Voici quelques exemples d’activités déjà accomplies:
- Un jeune irakien chiite, étudiant en musicologie en Allemagne, commente, à l’aide d’icônes, la passion selon St Mathieu de Bach à un public de chrétiens et de musulmans ;
- Une rencontre de deux jours et demi entre 50 étudiants universitaires, 25 chrétiens et 25 du Hezbollah, autour de thèmes divers. Le 1er jour : « Martyr et Témoignage », sujet cher aux chiites. Intervenants : un cheikh du Hezbollah, et un prêtre catholique. 2nd jour : « L’engagement patriotique », sujet cher aux libanais chrétiens. Intervenants : un député du Hezbollah, devenu depuis ministre, et une responsable à l’Université Saint-Joseph, section sociologie politique. Les conférences ont été publiées en arabe et le seront bientôt en français et en anglais.

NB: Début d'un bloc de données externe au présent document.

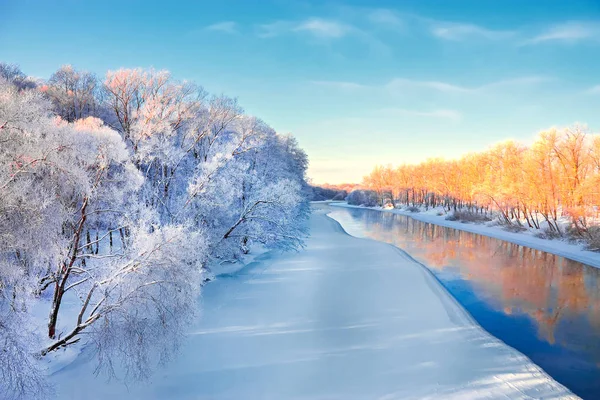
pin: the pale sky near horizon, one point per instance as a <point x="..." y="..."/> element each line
<point x="358" y="83"/>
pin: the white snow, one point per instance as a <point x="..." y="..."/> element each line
<point x="347" y="318"/>
<point x="559" y="247"/>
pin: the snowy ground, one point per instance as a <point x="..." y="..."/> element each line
<point x="559" y="247"/>
<point x="346" y="319"/>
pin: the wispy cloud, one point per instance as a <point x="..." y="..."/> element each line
<point x="460" y="31"/>
<point x="318" y="27"/>
<point x="385" y="18"/>
<point x="229" y="27"/>
<point x="340" y="85"/>
<point x="452" y="115"/>
<point x="402" y="83"/>
<point x="323" y="28"/>
<point x="567" y="32"/>
<point x="518" y="81"/>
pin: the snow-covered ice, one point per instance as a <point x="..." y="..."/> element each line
<point x="563" y="248"/>
<point x="347" y="318"/>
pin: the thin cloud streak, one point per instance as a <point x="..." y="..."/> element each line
<point x="398" y="84"/>
<point x="568" y="32"/>
<point x="453" y="31"/>
<point x="323" y="28"/>
<point x="452" y="115"/>
<point x="229" y="27"/>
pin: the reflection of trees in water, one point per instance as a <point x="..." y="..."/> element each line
<point x="560" y="295"/>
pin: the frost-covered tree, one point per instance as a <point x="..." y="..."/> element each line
<point x="74" y="94"/>
<point x="113" y="202"/>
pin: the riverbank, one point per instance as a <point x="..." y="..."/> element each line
<point x="562" y="248"/>
<point x="346" y="318"/>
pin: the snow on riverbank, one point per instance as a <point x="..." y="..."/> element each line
<point x="347" y="318"/>
<point x="559" y="247"/>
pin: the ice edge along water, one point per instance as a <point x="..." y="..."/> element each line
<point x="458" y="314"/>
<point x="558" y="247"/>
<point x="347" y="318"/>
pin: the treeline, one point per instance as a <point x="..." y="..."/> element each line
<point x="535" y="186"/>
<point x="116" y="195"/>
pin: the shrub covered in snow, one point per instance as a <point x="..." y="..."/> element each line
<point x="112" y="205"/>
<point x="367" y="198"/>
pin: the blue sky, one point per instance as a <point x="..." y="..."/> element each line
<point x="357" y="82"/>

Malheureusement, les évènements actuels du Liban obligent à mettre un bémol à ce genre d’activité, au moins pour un temps.
2. L’émir Hassan Ben Talal
Son titre de Président du Club de Rome, pendant plusieurs années, témoigne de sa haute culture et de son ouverture d’esprit. Il a été le premier personnage officiel à fonder, en terre d’Islam, un Institut de Dialogue entre les Religions. Il en a récolté pas mal d’ennuis, dont des menaces de mort qui l’obligent à freiner quelque peu son élan. Voici quelques unes de ses déclarations en date du 4 février dernier, dans le Journal An-Nahr : « Les Chrétiens ont participé à rappeler aux hommes, les fondements essentiels de la foi : l’amour et le service des autres…L’un des principaux éléments de la crise morale que traverse la région, est la grande différence qui existe entre les milliards dépensés à se fournir des armes et la modestie des caisses d’aide aux nécessiteux ». « Il est nécessaire que nous engagions un dialogue constructif qui puisse prouver qu’à cette région correspond une identité multiple et des réalisations…La dignité de l’homme est le fondement de tout projet ». « [Appuyons] tout ce qui se rattache à l’étude des humanités et de la citoyenneté… L’extrémisme engendre forcément le nihilisme…. Lui faire face en plaçant l’homme et sa dignité parmi les priorités…le nihilisme est, malheureusement, l’aboutissement de l’injustice vis à vis des droits des peuples ».
3. Remarques conséquentes
Son Altesse a conscience que ces affirmations lui viennent de sa foi musulmane, bien que le contact avec le christianisme ait contribué à les réveiller en lui. D’où les réflexions suivantes :
Nous parlons, nous les catholiques, d’inculturation de l’Évangile, comprenant par là, en bref, une proclamation du message chrétien dans le génie des cultures. Plus ou moins consciemment, ce mouvement est compris à sens unique, du message vers la culture, comme si la culture n’avait rien à apporter au message. Or l’histoire des dogmes et de leur développement prouve qu’au niveau de la saisie des vérités de la révélation et de leurs nuances, les cultures ont joué un rôle fondamental. Il y a donc dans l’inculturation du message chrétien, une certaine dose d’acculturation, d’échange entre le message émis et chaque culture réceptrice. En résulte toujours une nouvelle et plus vaste compréhension, valable pour l’humanité entière, du mystère du Christ.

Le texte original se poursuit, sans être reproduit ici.